Big Demons
I’m pounding on the glass until my fists bleed. I scream until my throat tastes like iron and I cry until the ground around me turns to an ocean of my pain. Nothing does what it’s supposed to. Every help only doubles the hurt.
No one reaches out to help. No one asks about the pain I try and show them. A black hole of emptiness opens in me and everything I loved is unceremoniously thrown in until all I am is what I am afraid of most. It’s quite a long list.
And all you see is a composed girl with nothing beyond school in her head. If only you knew how big my demons were.
don’t get defensive, i’m talking to myself not you
the poem is in 3rd person, it's not about me, it's about her, the girl i stare at from the back of the bus.
stop taking it all so literally, fiction is the basis of my reality and my reality is more than a string of words, so in the end it's all just nonsense and meaningless lies.
cut the letters out of my skin, paste them on a classroom wall and i will still be whole. peel them off once the kids know their sounds and they will still have purpose.
i'm a body of skin and bones, human (as we like to call ourselves), if ink were to flow where my blood now lives i'd be dead in my chair.
keep my heart above ground by acknowledging its biology. only a mad man sees flesh and cuts it open with the sharp end of a pencil.
Anger
Anger gets a bad wrap.

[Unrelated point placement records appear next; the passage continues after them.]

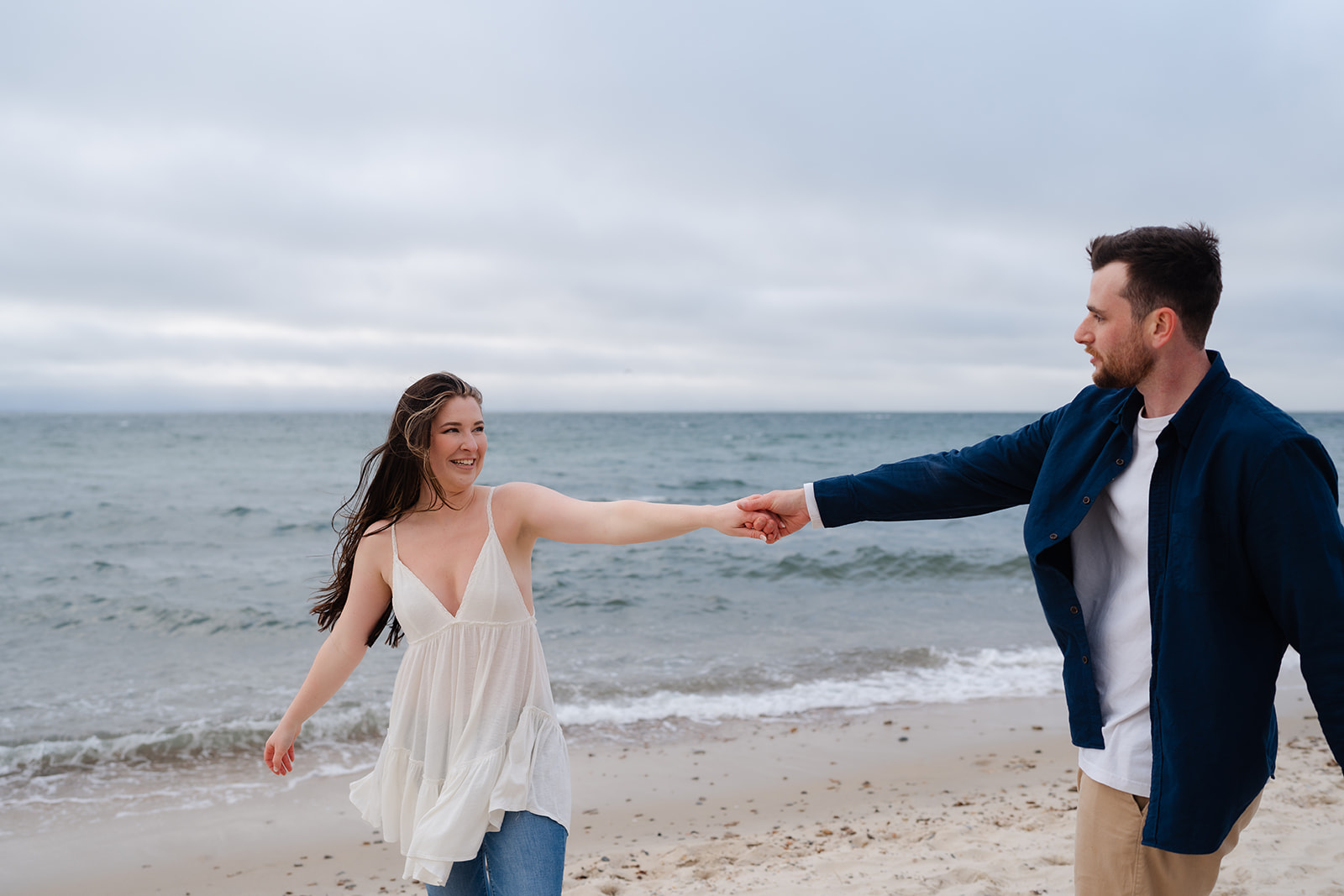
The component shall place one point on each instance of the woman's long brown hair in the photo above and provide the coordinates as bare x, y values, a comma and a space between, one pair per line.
389, 488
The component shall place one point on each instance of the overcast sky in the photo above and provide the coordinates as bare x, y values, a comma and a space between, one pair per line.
645, 206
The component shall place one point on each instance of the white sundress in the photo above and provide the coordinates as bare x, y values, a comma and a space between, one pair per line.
472, 732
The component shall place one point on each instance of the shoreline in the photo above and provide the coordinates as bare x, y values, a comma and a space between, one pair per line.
961, 799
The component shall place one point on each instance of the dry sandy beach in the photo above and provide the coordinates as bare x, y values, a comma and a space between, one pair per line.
969, 799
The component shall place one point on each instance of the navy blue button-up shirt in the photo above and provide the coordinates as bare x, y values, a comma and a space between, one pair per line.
1245, 557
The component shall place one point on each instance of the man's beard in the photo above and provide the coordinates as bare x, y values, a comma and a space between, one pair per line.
1124, 367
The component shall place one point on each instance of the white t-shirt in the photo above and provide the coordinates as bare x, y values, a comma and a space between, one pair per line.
1110, 575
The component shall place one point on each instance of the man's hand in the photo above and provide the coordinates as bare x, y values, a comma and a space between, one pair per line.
790, 506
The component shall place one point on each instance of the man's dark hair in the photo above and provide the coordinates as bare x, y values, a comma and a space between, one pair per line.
1175, 268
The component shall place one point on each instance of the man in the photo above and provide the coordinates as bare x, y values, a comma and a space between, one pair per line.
1182, 532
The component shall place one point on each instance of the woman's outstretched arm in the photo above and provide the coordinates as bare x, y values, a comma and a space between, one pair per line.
550, 515
342, 652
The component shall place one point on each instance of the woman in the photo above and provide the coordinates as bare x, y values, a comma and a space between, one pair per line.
474, 777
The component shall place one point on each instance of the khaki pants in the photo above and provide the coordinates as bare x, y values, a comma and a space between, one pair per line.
1110, 860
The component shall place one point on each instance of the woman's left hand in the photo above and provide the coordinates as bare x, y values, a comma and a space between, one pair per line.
749, 524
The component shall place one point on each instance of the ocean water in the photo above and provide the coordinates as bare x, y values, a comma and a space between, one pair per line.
156, 571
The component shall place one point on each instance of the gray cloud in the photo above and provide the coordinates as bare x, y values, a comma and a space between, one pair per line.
608, 206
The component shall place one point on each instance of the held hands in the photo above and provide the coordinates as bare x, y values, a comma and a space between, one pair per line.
788, 510
280, 748
730, 519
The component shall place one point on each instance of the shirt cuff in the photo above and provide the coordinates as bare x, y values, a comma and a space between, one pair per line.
812, 506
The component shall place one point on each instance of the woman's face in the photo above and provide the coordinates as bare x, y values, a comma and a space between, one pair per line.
457, 443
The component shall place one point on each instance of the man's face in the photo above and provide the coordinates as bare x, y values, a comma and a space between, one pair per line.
1110, 333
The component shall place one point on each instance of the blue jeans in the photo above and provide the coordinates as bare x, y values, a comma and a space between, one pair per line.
524, 857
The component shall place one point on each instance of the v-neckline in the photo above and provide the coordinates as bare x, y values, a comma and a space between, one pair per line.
467, 587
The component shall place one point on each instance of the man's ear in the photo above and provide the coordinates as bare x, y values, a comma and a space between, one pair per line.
1160, 327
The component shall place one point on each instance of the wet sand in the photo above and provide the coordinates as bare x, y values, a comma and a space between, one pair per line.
968, 799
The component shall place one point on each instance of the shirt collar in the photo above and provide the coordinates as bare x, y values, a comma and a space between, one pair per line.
1187, 417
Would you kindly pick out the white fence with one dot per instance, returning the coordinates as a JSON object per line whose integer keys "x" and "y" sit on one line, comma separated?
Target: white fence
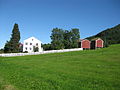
{"x": 36, "y": 53}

Tempered souls we deem as wise caution against it, calling instead for measured responses and calm introspection. They don't burn rotting bridges for fear of losing their way. They accept what would outrage any civilized person. They fail to see; There are wrongs worth the fury, There are injustices worthy of wrath.
Nothing
Trying to pull away from everything that hurts.
A mass of veins pulsing to leave your heart and let the beat die. The veins leap under your skin and slip around muscles to try and be free.
Trying to pull away from the good and the bad.
Nothing like crushing the sweet so the bitter haunts your tongue no more. Burn all the smells together in a fire of our best sins and you smell too much and feel too much and hear too much and in that moment you are nothing.
for Christmas
she gives me band-aids to heal wounds that no longer weep blood, but rather rest as scars upon my dry, cracked skin.
she shows up at my door to sing carols, putting stitches into my already whole heart as though her voice will forge something beautiful from my forgettably forgiving soul.
when she leaves, she says goodbye like this time it won't be the last, she's not done punishing herself for punishing me, despite the fact that my body recovered from her touch long ago.
the next time she'll say hi to me in the street it'll be with pity and with sorrow and with joy and with self-fulfillment.
she'll offer to buy me coffee, i'll tell her i don't drink it, she'll smile with her own stained teeth, nod, then walk away without another word.